Les mesures d’isolement ont été accrues à la résidence Park Place, à Ottawa.
Les mesures d’isolement ont été accrues à la résidence Park Place, à Ottawa.

Isolement dans les résidences pour aînés: «On vivait une crise avant la COVID-19»

Bien que la plupart des éclosions de la COVID-19 à Ottawa sont survenues dans des résidences pour aînés ou des centres de soins de longue durée, la direction de ces établissements dit suivre à la lettre les recommandations des autorités sanitaires.

La médecin-chef de Santé publique Ottawa, Vera Etches, indique que les établissements qui prodiguent des soins à nos aînés doivent surveiller de près l’état de santé des travailleurs, s’assurer que le port des masques est mis en pratique, en plus d’interdire les visites.

«Nous travaillons sur des mesures pour limiter les contacts avec les autres personnes dans ces centres, autant que possible», explique la Dre Etches, donnant en exemple la fin des repas dans une grande salle commune.

Ces mesures sont toutefois accrues du moment qu’un cas est confirmé dans un établissement, comme ce fût le cas pour deux résidences de l’entreprise Alavida à Ottawa : Promenade Orléans et Park Place.

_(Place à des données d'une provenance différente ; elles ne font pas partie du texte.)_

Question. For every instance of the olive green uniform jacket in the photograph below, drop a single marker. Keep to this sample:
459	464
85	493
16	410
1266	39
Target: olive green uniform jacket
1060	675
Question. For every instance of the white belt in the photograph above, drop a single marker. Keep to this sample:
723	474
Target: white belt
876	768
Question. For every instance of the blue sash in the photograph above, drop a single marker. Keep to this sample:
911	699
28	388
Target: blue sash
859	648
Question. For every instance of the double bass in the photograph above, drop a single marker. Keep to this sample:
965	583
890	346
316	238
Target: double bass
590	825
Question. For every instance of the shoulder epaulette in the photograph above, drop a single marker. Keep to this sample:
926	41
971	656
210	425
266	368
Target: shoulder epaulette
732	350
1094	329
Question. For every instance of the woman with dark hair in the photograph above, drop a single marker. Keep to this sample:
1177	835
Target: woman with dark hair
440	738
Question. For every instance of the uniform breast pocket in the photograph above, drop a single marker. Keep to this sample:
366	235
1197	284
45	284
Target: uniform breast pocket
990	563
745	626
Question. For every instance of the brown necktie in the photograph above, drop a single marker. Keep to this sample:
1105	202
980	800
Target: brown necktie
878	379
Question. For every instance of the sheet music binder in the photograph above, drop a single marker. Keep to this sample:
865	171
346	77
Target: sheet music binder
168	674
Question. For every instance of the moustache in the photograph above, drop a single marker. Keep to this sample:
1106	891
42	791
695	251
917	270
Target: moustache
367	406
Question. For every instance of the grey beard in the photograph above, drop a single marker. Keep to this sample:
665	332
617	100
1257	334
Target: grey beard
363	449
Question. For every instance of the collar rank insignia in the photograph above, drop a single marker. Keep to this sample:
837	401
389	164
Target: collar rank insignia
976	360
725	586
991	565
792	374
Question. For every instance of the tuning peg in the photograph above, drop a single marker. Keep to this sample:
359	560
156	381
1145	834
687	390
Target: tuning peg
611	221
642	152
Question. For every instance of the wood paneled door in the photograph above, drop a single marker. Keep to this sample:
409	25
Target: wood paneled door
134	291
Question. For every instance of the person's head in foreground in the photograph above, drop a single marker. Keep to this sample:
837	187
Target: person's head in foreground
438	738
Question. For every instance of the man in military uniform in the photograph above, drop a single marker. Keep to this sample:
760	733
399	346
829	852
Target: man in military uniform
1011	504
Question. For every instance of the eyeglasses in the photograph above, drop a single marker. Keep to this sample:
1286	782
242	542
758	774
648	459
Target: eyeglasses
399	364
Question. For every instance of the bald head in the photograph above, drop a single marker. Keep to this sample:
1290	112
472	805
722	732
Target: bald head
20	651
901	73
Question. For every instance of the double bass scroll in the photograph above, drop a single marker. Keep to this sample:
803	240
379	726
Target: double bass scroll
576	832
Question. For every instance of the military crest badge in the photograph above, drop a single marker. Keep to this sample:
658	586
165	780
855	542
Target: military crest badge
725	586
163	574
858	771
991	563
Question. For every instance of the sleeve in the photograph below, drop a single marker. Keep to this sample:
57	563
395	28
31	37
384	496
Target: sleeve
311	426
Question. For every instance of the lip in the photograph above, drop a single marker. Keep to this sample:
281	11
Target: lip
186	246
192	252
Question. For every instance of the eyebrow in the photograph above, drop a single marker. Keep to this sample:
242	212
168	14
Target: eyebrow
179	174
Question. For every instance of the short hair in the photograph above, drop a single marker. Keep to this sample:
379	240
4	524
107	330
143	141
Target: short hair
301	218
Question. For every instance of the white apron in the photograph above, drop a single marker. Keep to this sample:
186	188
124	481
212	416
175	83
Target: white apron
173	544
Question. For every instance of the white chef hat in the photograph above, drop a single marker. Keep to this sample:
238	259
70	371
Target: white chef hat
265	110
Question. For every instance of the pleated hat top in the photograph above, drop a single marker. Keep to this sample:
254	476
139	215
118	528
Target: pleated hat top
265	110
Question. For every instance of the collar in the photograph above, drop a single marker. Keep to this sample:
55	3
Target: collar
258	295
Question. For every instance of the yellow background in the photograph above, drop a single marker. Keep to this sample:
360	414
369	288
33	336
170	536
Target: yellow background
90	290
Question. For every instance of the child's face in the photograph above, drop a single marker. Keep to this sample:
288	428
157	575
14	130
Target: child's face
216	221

«On voit la vie dans une résidence pour retraités différemment maintenant, soutient la vice-présidente aux opérations d’Alavida, Amy Richer. Nous nous concentrons sur une seule chose et c’est assurer la sécurité de nos résidents et de notre personnel».

Éviter le sentiment d’isolement

À Promenade Orléans — où deux résidents sont morts de la COVID-19 — et Park Place, après la confirmation d’une éclosion, les mesures de précautions ont été portées à un niveau supérieur. Les résidents ne peuvent plus quitter leur chambre et le personnel soignant doit enfiler un kit complet de protection avant de les visiter.

Particulièrement pour ces personnes âgées qui habitent dans un établissement où une éclosion a eu lieu, il est difficile de ne pas se sentir seul, soutient le député provincial d’Ottawa-Centre et porte-parole de l’opposition officielle des Services aux aînés, Joel Harden.

«On avait déjà un problème, affirme ce dernier. Beaucoup de recherches disent qu’on vivait une crise avant la COVID-19 en matière d’isolement des aînés.»

M. Harden estime que les résidents d’Ottawa sont chanceux puisque des organismes communautaires — comme The Good Companions et Seniors’ Centre Without Walls — qui offrent de l’accompagnement aux aînés sont bien implantés dans la capitale fédérale. Le financement de ces groupes est toutefois incertain.

«Si les gens prennent du temps pour appeler leurs proches souvent ou bien donner du temps à travers ces organismes pour parler à des gens seuls, c’est bien, indique le député d’Ottawa-Centre qui dit le faire lui-même tous les soirs. Pour moi, c’est aussi important de faire des investissements dans les maisons de soins et dans les ressources pour aînés dès maintenant.»

La vice-présidente d’Alavida soutient que les employés dans les résidences gérées par l’entreprise doivent innover pour divertir les résidents en ces temps difficiles. Ils aident les familles à organiser des vidéoconférences avec leurs parents souvent peu familiers avec leur fonctionnement.

La fille d’un résident de la Promenade Orléans organise aussi, par exemple, des séances d’exercice auxquels les gens peuvent participer à partir de leur balcon.

«Notre personnel fait un travail phénoménal pour maintenir une ambiance positive. Ils trouvent de nouvelles choses à faire chaque jour, affirme Amy Richer. Jusqu’à maintenant, le moral est plutôt bon. Nous recevons de bons commentaires de la part de nos résidents et des membres de leurs familles.»